No tengo modelos democráticos para España ni inspiración ajena para ahondar en el fondo del alma de mis contemporáneos, tampoco estoy dotado del poder adivinatorio que los dioses concedieron a los mejores historiadores y moralistas de nuestro país. No sé, no creo que lo sepa nadie, cuánto durará todavía el esperpento político español. Solo intuyo que Sanchismo y delincuencia catalana conforman un tándem inolvidable. Mortal. El tinglado político montado por el sanchismo, que no es otra cosas que un ejercicio permanente de agitación y propaganda para mantenerse en el poder de forma ilegal e ilegítima, y los delincuentes catalanes, que conforman un conglomerado de sujetos que viven de matar lo que le da vida, España, comienza a explanar todas sus miserias.
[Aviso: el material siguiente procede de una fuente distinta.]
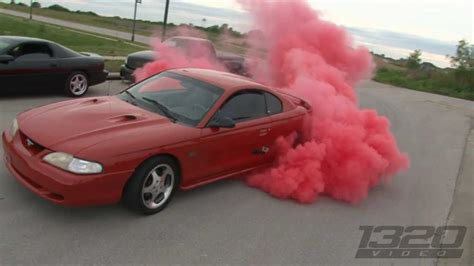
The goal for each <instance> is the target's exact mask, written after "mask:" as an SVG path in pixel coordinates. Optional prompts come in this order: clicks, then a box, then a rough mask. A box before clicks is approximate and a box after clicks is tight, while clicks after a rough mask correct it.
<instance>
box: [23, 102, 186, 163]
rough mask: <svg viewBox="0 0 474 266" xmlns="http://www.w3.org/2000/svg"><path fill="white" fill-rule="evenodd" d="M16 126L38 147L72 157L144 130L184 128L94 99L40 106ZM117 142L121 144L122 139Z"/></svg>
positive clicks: (156, 133)
mask: <svg viewBox="0 0 474 266" xmlns="http://www.w3.org/2000/svg"><path fill="white" fill-rule="evenodd" d="M18 124H19V127H20V131H21V132H22V133H23V134H25V135H26V136H27V137H28V138H30V139H31V140H32V141H34V142H36V143H37V144H39V145H41V146H43V147H45V148H48V149H50V150H53V151H62V152H67V153H71V154H73V155H76V154H77V153H79V152H80V151H82V150H84V149H86V148H88V147H91V146H94V145H98V144H99V143H107V142H110V140H112V139H114V138H123V139H126V138H127V137H132V138H133V137H136V138H140V134H144V132H147V131H148V132H150V131H151V132H154V134H155V136H159V135H163V133H165V132H174V131H175V129H177V127H181V128H185V126H182V125H179V124H175V123H172V122H171V121H169V119H167V118H165V117H162V116H160V115H158V114H155V113H151V112H148V111H146V110H143V109H141V108H138V107H136V106H133V105H131V104H129V103H126V102H124V101H122V100H120V99H119V98H117V97H96V98H89V99H80V100H73V101H66V102H60V103H56V104H52V105H47V106H43V107H40V108H36V109H32V110H30V111H28V112H25V113H23V114H21V115H20V116H19V117H18ZM177 130H179V129H177ZM161 139H162V140H163V144H168V143H166V142H170V141H179V139H176V138H175V139H169V140H166V138H164V137H163V138H161ZM119 143H124V140H121V142H119ZM115 144H117V143H115ZM115 144H114V145H115Z"/></svg>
Todo lo sucedido en el Congreso de los Diputados para discutir tres decretos-basuras es un engaño, una falsificación, para ocultar lo evidente: no hay Gobierno ni siquiera para amnistiar a los delincuentes catalanes. El sanchismo es una mentira de hojalata. Lo que preside Sánchez no es un gobierno sino una banda dispuesta a dejar a España en la ruina económica, el desastre moral y el cataclismo político. Sí, el régimen democrático en España está a punto de desaparecer. En realidad, creo que desapareció el día que los socialistas decidieron no dejar que se conformarán mayorías decentes y más o menos coherentes con la defensa de la Constitución en general, y de la unidad de España en particular, para formar un Gobierno nacional. La argumentación es sencilla: un gobierno nacional hecho con partidos que luchan por la destrucción de la nación nunca puede ser considerado democrático. Es un gobierno tan ilegal como ilegítimo. Es un gobierno gamberro, por no decir algo peor. El gobierno, que va contra la libertad y la igualdad de los ciudadanos ante la ley, solo puede ser calificado de tiránico. Destructor de la democracia.
Por eso, y por otros mil motivos, debemos insistir, resaltar y gritar lo obvio: la democracia está al borde de su muerte en España. Nos quedan todavía el nombre de España, algunas tradiciones, unas pocas instituciones y, naturalmente, la creencia en una idea de ciudadanía española digna de vivir en democracia, aunque hay un porcentaje muy elevado de población, populacho, que prefiere sobrevivir como esclavos del totalitarismo nacionalista y sanchista. Quiero creer que todavía hay espacios, ámbitos y energías democráticas para luchar contra quienes se han apropiado de las instituciones surgidas de la Transición y la Constitución española. Me aferro a esas energías ciudadanas para plantarle cara a la casta política, organizada en partidos, partidas y bandas que nos roban todos los días un trozo de la soberanía nacional. Aún hay gente que no está dispuesta a tirar la toalla. Pronto saldremos otra vez a la calle. Sabemos bien de nuestros fracasos, el primero de todos es que antes, hace veinte o treinta años, pedíamos más y mejor democracia, pero ahora nos conformamos con exigir simplemente democracia, o sea, queremos expulsar del poder al sanchismo y al separatismo, porque son el cáncer de las mayorías que defendemos que sin la unidad de España no hay democracia.